Torrential volumes of business flow through Downing Street, much of it demanding instant attention. Civil servants at the Treasury had adapted to and covered for Brown's chaotic and intermittently intense way of making decisions. Officials at Number 10 and the Cabinet Office were at a loss how to deal with his working habits. Confronted with difficult decisions, one senior civil servant found: "He just delays and delays, thinking he will get a better set of options later. But quite often the options just get worse."

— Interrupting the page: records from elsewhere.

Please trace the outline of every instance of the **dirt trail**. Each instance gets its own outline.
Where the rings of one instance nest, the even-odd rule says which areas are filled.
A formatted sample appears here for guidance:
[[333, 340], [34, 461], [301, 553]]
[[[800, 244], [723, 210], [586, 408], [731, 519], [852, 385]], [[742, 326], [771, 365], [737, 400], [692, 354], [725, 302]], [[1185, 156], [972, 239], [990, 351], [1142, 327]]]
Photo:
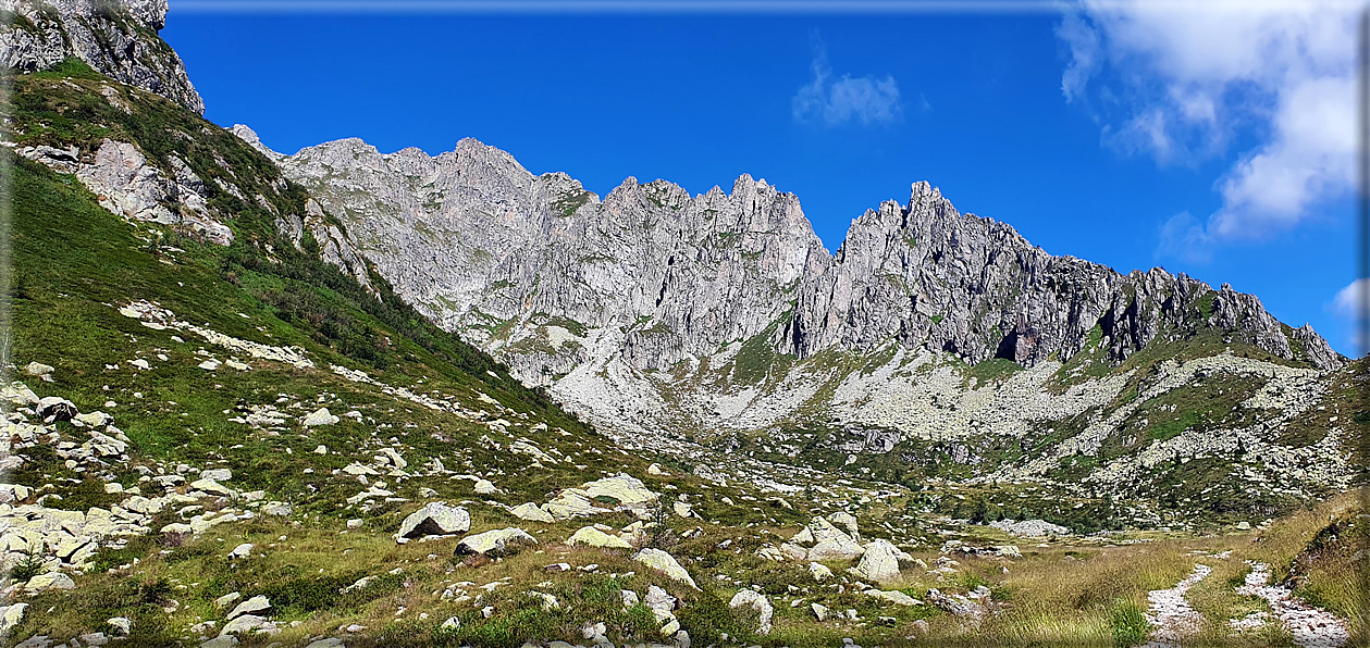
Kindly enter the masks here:
[[[1288, 588], [1269, 585], [1270, 566], [1251, 564], [1247, 584], [1237, 588], [1238, 595], [1259, 596], [1270, 603], [1275, 618], [1293, 634], [1293, 643], [1302, 648], [1329, 648], [1345, 645], [1351, 640], [1347, 623], [1326, 610], [1308, 606], [1293, 596]], [[1236, 621], [1236, 619], [1234, 619]]]
[[1195, 564], [1193, 573], [1174, 588], [1147, 592], [1147, 600], [1151, 601], [1147, 621], [1156, 626], [1156, 632], [1151, 634], [1151, 640], [1143, 648], [1178, 648], [1181, 640], [1199, 632], [1203, 626], [1203, 615], [1189, 607], [1185, 592], [1210, 573], [1212, 573], [1212, 567]]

That's a picture of a broken, dysfunctional government run by a man most unlikely to be able to change his ways. Poor Gordon, capax imperii and all that. But this, rather than the swearing the and phone-flinging, is what actually matters.“
This was exacerbated because Brown was so power-hugging. Geoff Hoon summarises it well: "One of the great ironies of Tony and Gordon is that both of them didn't have any time for ministers. The difference is that Tony broadly let you get on with it. He wasn't much interested unless something went wrong. In contrast, Gordon wants to interfere in every-thing. He's temperamentally incapable of delegating responsibility. So he drives himself demented."